Slashdot Mirror


Super-Fast RDF Search Engine Developed

The Register is reporting that Irish researchers have developed a new high-speed RDF search engine capable of answering search queries with more than seven billion RDF statements in mere fractions of a second. "'The importance of this breakthrough cannot be overestimated,' said Professor Stefan Decker, director of DERI. 'These results enable us to create web search engines that really deliver answers instead of links. The technology also allows us to combine information from the web, for example the engine can list all partnerships of a company even if there is no single web page that lists all of them.'"
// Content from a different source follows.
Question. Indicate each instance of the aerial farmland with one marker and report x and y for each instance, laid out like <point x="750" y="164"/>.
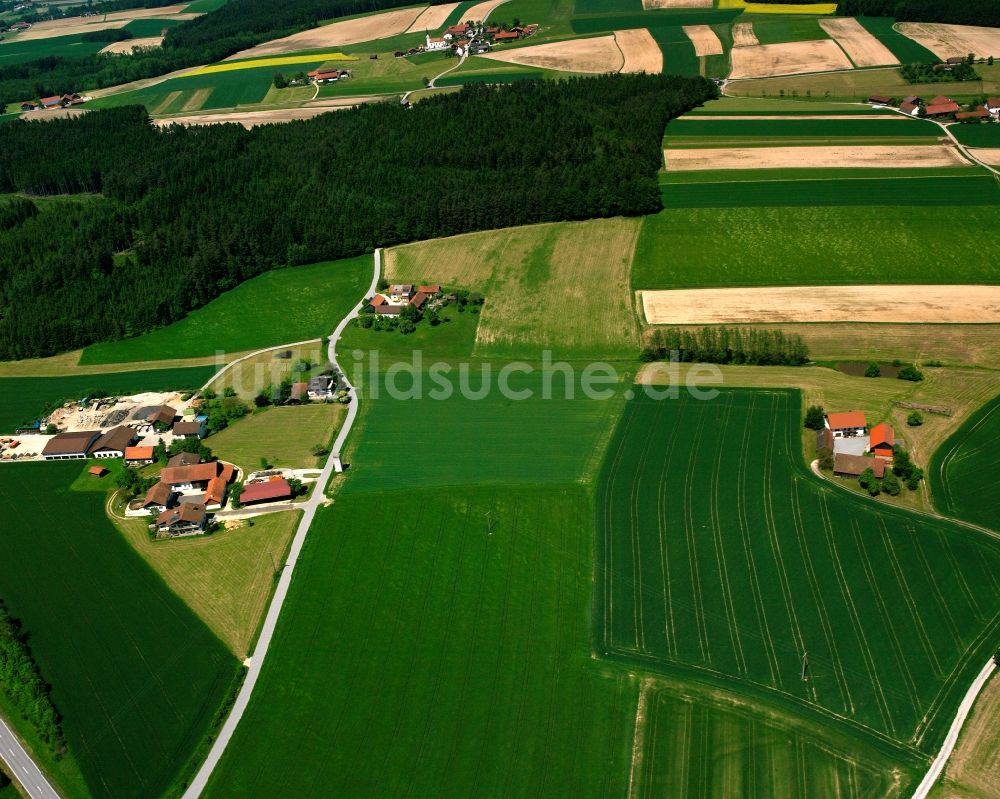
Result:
<point x="525" y="398"/>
12 of 144 comments (clear)

  1. Links! by SolitaryMan · · Score: 3, Insightful

    These results enable us to create web search engines that really deliver answers instead of links.

    I need both: answers *and* links! Many times when I search the web, I don't know for sure what am I searching for, let alone being able to ask specific question...

    --
    May Peace Prevail On Earth
  2. Great!! by Anonymous Coward · · Score: 0, Insightful

    Now all we need to do is get everyone to start using RDF.... wait.. you dont even know what that is??

  3. Hype by gvc · · Score: 4, Insightful

    users should get more relevant results


    Yet another /. article parroting an uncritical popular press account of a press release.
    1. Re:Hype by StefanDecker · · Score: 2, Insightful

      We have a Technical Report available at http://www.deri.ie/fileadmin/documents/DERI-TR-200 7-04-20.pdf that should answer most of the technical questions. From the abstract: "We present the architecture of an end-to-end search engine that uses a graph data model to enable interactive query answering over structured and interlinked data collected from many disparate sources on the Web. In particular, we study distributed indexing methods for graph-structured data and parallel query evaluation methods on a cluster of computers. We evaluate the system on a dataset with 430 million statements collected from the Web, and provide scale-up experiments on 7 billion synthetically generated statements."

  4. Next up: Ontology spam by G4from128k · · Score: 5, Insightful

    Yes, creating a consistent ontology is challenge. But the bigger challenge is the lack of incentive for ontology truthfulness. If this type of search becomes popular, ontology spam and OSEO (Ontology Search Engine Optimization) will become a booming industry.

    --
    Two wrongs don't make a right, but three lefts do.
    1. Re:Next up: Ontology spam by treeves · · Score: 2, Insightful

      Ontology SPAM is OK, but Epistemology Spread is really yummy!

      --
      ...the future crusty old bastards are already drinking the Kool-Aid.
  5. Cannot be overestimated by stevenp · · Score: 4, Insightful

    - "The importance of this breakthrough cannot be overestimated"

    The importance of any event can be overestimated and quite often is overestimated. It is called hype.
    When speaking of XML, XHTML and semantic WEB then the word "overestimated" fits just nice.
    If this was not the case then HTML should long have been dead and the whole WEB should have been based on pure XML with meaningful tags.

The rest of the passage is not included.